The team also developed a 1-5
rating scale of driver distractions that shows that activities such as “talking on a
hands-free cell phone or interacting with a speech-to-text email system place a high cognitive burden on drivers, thereby reducing the available mental resources that can be dedicated to
driving.”
The AAA has rolled the results of Strayer’s work into a 90-second video about Cognitive Distractions that compares the condition to “having tunnel vision behind the wheel.”
The bottom line is that “you’re not necessarily safer just because your eyes are on the road and your hands on the wheel if your brain isn’t geared on driving.”
Robert Gearty, reporting for the [North Jersey] Record,
spoke to one 55-year-old driver who told him that the findings didn’t surprise him and he “could understand how someone might get distracted as they tried to compose an e-mail to the boss
using a voice-activated system…”
“You’re thinking about what you’re doing and you become hypnotized to what you’re sending out,”
says Sal Aliano. “I can see that.”
But as you might have guessed, the Alliance of Automobile Manufacturers disagrees with the
findings, David Shepardson reports in the Detroit News.
“We are extremely concerned
that it could send a misleading message since it suggests that hand-held and hands-free devices are equally risky. The AAA study focuses only on the cognitive aspects of using a device, and ignores
the visual and manual aspects of hand-held versus integrated hands-free systems,” says spokesman Wade Newton. “There are many other academic studies under way, and road safety will be
enhanced by letting the complete body of research drive policy recommendations.”

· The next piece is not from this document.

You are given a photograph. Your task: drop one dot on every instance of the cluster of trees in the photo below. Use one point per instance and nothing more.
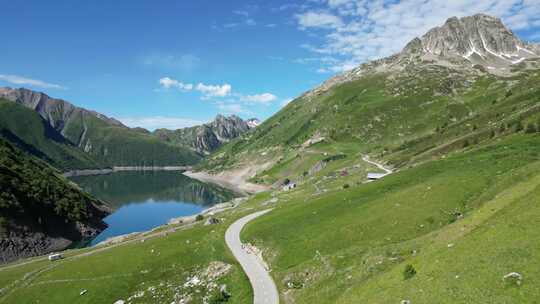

Meanwhile, over at the World Wide
Developer’s Conference, Eddy Cue, Apple’s head of the company’s internet software and services, revealed that 12 car manufacturers have come on board since the company announced
Siri Eyes Free at last year’s gathering of geeks, according to the
San Jose Mercury News, and improvements will be forthcoming in iOS 7.
“Siri’s capabilities have received a serious overhaul and now the voice-activated, talkative
virtual assistant can make web searches and access information via Bing or Wikipedia, read back tweets, and control elements such as screen brightness and volume,” the story reports.
Siri is already taking commands and jibber-jabbering back in some Chevrolet, Honda, Acura, BMW and Mercedes-Benz vehicles while Nissan, Infinity, Kia, Hyundai, Volvo, Opel, Jaguar Land
Rover and Ferrari have “pledged their support,” we are told.
The AAA-sponsored findings expand and reinforce the results of a study released by the Texas Transportation
Institute at Texas A&M University in April that compared voice-to-text and traditional texting on a handheld device in an actual driving environment. It found that “driver response times
[were] significantly delayed no matter which method was used,” Reuters’ Jim Forsyth reported at
the time.
“In each case, drivers took about twice as long to react as they did when they weren’t texting,” Christine Yager, who headed the study, told Reuters.
“Eye contact to the roadway also decreased, no matter which texting method was used.”
In March, Chevrolet rolled out
a commercial touting “the button to end all buttons” and Siri’s full integration into its Sonic models.
Well, it sure sounded like a great idea.